Japan Geoscience Union Meeting 2025

Presentation information

[E] Oral

M (Multidisciplinary and Interdisciplinary) » M-IS Intersection

[M-IS05] Environmental, Socio-economic, and Climatic Changes in Northern Eurasia

Sun. May 25, 2025 9:00 AM - 10:30 AM Exhibition Hall Special Setting (6) (Exhibition Hall 7&8, Makuhari Messe)

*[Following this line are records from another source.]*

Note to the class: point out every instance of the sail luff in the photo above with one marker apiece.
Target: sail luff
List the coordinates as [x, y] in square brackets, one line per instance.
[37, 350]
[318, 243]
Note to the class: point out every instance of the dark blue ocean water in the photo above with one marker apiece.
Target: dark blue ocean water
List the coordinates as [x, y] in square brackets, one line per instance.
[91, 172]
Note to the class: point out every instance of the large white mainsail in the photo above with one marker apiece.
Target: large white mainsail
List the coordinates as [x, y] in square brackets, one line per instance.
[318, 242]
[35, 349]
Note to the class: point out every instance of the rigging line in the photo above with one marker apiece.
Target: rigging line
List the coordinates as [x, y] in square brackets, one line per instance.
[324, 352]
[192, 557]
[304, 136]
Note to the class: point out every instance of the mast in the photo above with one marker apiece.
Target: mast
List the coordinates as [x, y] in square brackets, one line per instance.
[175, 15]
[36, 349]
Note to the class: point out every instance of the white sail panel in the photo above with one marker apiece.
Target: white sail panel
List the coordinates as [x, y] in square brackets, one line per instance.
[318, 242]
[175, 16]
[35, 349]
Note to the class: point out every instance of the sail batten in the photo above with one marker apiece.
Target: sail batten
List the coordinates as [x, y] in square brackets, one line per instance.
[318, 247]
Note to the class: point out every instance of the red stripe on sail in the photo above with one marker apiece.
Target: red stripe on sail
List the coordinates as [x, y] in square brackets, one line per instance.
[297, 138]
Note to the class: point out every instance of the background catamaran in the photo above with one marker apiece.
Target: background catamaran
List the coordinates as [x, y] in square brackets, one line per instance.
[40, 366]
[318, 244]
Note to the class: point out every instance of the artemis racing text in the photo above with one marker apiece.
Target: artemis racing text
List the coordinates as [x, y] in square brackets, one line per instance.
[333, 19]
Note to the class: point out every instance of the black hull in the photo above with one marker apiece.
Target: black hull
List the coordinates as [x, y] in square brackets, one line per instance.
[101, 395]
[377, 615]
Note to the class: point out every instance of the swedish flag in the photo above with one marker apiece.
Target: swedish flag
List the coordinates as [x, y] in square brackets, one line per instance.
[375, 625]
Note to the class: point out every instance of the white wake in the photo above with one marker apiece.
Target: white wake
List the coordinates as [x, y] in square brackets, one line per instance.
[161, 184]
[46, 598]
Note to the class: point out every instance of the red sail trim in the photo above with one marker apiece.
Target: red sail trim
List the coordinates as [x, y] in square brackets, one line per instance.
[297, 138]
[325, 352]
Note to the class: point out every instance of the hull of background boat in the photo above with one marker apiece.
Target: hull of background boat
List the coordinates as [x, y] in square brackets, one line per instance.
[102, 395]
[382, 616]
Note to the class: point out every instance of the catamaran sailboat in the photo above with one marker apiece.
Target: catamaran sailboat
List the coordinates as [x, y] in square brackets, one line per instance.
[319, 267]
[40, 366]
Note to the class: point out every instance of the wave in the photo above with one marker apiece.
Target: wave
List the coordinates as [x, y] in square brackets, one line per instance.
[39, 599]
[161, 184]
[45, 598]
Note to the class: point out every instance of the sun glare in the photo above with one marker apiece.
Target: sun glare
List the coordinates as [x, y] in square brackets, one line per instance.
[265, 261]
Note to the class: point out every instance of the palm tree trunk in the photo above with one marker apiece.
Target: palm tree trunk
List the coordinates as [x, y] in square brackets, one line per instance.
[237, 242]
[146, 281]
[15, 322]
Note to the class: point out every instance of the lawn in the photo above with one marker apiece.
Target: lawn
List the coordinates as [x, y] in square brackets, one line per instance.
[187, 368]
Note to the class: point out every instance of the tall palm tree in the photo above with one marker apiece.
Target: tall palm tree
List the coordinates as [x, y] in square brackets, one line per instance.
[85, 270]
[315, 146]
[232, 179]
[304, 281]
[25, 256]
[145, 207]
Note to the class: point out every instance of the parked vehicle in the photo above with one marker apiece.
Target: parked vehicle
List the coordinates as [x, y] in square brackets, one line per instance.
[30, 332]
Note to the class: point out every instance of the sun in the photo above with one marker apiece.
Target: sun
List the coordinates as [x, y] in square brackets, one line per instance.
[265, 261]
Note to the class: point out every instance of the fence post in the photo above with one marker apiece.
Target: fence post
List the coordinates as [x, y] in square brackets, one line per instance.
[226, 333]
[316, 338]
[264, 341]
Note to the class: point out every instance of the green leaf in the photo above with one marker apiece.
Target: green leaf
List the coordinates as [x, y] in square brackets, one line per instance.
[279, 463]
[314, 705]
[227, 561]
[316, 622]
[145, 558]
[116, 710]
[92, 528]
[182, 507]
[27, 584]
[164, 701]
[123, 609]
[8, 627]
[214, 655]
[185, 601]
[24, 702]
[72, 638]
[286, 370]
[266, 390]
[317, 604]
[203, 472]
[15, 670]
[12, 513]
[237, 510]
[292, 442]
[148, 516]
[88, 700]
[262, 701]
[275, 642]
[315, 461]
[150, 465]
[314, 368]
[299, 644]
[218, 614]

convener:Pavel Groisman(NC State University Research Scholar at NOAA National Centers for Environmental Information, Asheville, North Carolina, USA), Shamil Maksyutov(National Institute for Environmental Studies), Alexander Olchev(Lomonosov Moscow State University, Moscow, Russia), Chairperson:Pavel Groisman(NC State University Research Scholar at NOAA National Centers for Environmental Information, Asheville, North Carolina, USA), Shamil Maksyutov(National Institute for Environmental Studies), Iuliia Mukhartova(Lomonosov Moscow State University)

9:00 AM - 9:15 AM

[MIS05-01] Past and future estimates of the land carbon sink for Northern Eurasia by multiple approaches

★Invited Papers

*Irina Melnikova1, Tokuta Yokohata1, Dmitry Shchepashchenko2, Shamil Maksyutov1 (1.National Institute for Environmental Studies (NIES), Japan, 2.The International Institute for Applied Systems Analysis (IIASA), Austria)

Keywords:carbon cycle, projections, CMIP, forest

Boreal forests are recognized as an important contributor to sustaining the global land carbon sink under the effects of changes in climate and CO2 concentrations. The data on present state of forest carbon sinks are useful for validating the land carbon component in the Earths System Models (ESMs). The forest carbon sink estimates for Northern Eurasia by the forest inventory, flux mapping and remote sensing have advanced in the past decade towards converging, while some differences exist. For example, a number of the bottom-up and top-down approaches still exceed (by up to 2-3 times) the estimates by the national inventory report of Russia. Many of those estimates converge to the range of the land sink around 0.3 to 0.4 PgC annually. Adding ESM land carbon sink predictions to the comparison has a potential to provide additional arguments for understanding the causes driving the estimates apart, due to the ability of the integrated models to treat self-consistently the land hydrology, energy balance and vegetation processes. Here we use historical outputs of the ESM ensemble that contributed to the Coupled Model Intercomparison Project (CMIP) phase 5 and 6. We show our results on the attribution of the carbon flux estimates discrepancies between CMIP5,6 models with the forest inventory estimates, inversion models and “Trends and drivers of the regional scale terrestrial sources and sinks of carbon dioxide” (TRENDY) project. We provide our best estimates of the land carbon sink for Northern Eurasia by various approaches and discuss how these discrepancies affect the carbon sink estimates under future scenarios and provide suggestions for improving them.